The federal Food and Drug Administration does not have guidelines, yet, for putting its stamp of approval on CBD products. Regulation and oversight is mostly left to manufacturers and sellers, so consumers can't be sure that they're getting what a product label says.
The FDA has tested certain CBD products and found that some do not contain the level of CBD they claim. It began issuing warning letters to companies in 2015. So far this year, letters have been sent to four companies: Massachusetts-based Curaleaf Inc., New Jersey-based Advanced Spine and Pain LLC, Washington-based Nutra Pure LLC and Florida-based PotNetwork Holdings Inc. Only one company was issued a warning letter in 2018.
Rita said she has a thorough vetting process for products she considers selling, including requiring detailed information on extraction methods and lab tests that show what is contained in the product, as well as any potential pesticides or solvents. Even the source of where the hemp is grown, down to the state, is an important factor.
"Oregon, Colorado and California are highly regulated states because they have been in the industry for so long. Kentucky also has a large hemp industry" she said. "I'm not looking for European seed because it's not going to be tied to what the FDA is doing for the U.S."
The Woods are also careful with how they market the products in their shop. On the shop's website, the language is worded to avoid making any claims about what CBD can do and states that "none of our manufacturers make claim to curing, treating or preventing any diseases."
Instead of making claims, Rita explains differences they have seen in customers with autism, seizures, anxiety and other conditions. One customer's son, who has Tourette Syndrome, began to see a decrease in seizures and tremors within just a few days of using a CBD product, Rita said.
"You find it (CBD) everywhere, and not all CBD is the same. That's the part where the awareness has to come through," she said. "CBD will get a bad rap if people are not using a quality product that really is what it says it is."

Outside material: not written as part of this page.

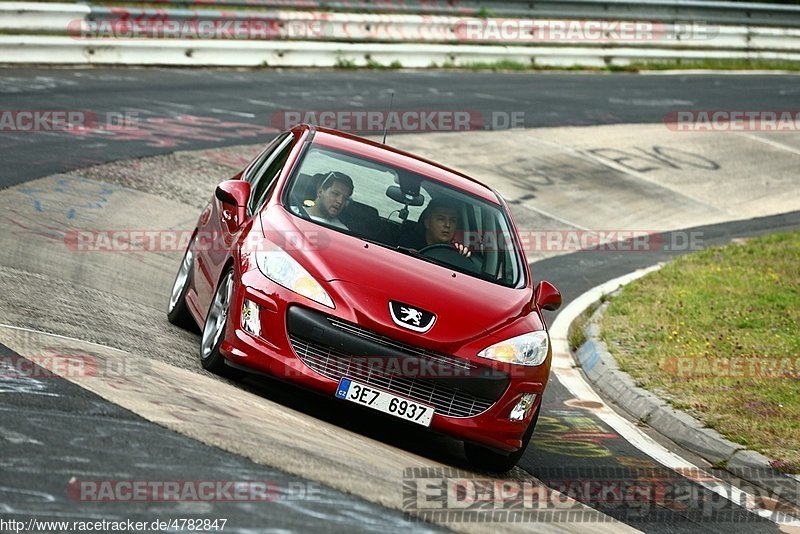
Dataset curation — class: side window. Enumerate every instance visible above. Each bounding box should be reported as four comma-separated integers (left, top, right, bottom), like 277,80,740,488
249,135,293,213
243,132,290,185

Shop staff never tell patients to come off their medications and only say that a specific product may make a shift in how they're feeling instead of making any medical claims, she said.
"That's not the role we're playing here. If anything, we're encouraging our clients to be very open with their clinicians because that's how they're going to be really current with what's happening in terms of the difference it might make and make adjustments accordingly."
Their motto of sorts is "start low and slow" when trying a product. But that leaves figuring out dosage to the customers. "That's for them to figure out, not for us to tell them. These are not researched products with specific doses that are tied to research," she said. "The clients are the researchers and the research-ees."
CBD products put doctors in a tough spot. More and more patients are eager to use them, but there are no definitive benefits and many questions about dosage, drug interactions, potential liver damage, unregulated manufacturing standards, and little to no information on long-term and short-term effects.
Children and pregnant women who use CBD products are especially at risk of adverse effects, said Dr. Christopher Holstege, chief of the Division of Medical Toxicology at UVA Health and director of the Blue Ridge Poison Center.
CBD affects neurochemicals in the brain, and its impact on growth and development in children and fetuses isn't known. Virginia's allowance for registered patients to use medical marijuana extracts from state-approved dispensaries makes it even more of a sticky situation.
"How does that play with the federal government if I'm prescribing this? That's not clear either," Holstege said. "It gets challenging for clinicians as well. It gets confusing for the clinicians on where they fall in this. You don't want to lose your license."
Natural cure-alls have waxed and waned in the public imagination many times before.
"From a medication standpoint," Holstege said, if there is a potential for complications for it, I'm not sure why I would want to put it into my body. Being natural does not mean it equates with being safe."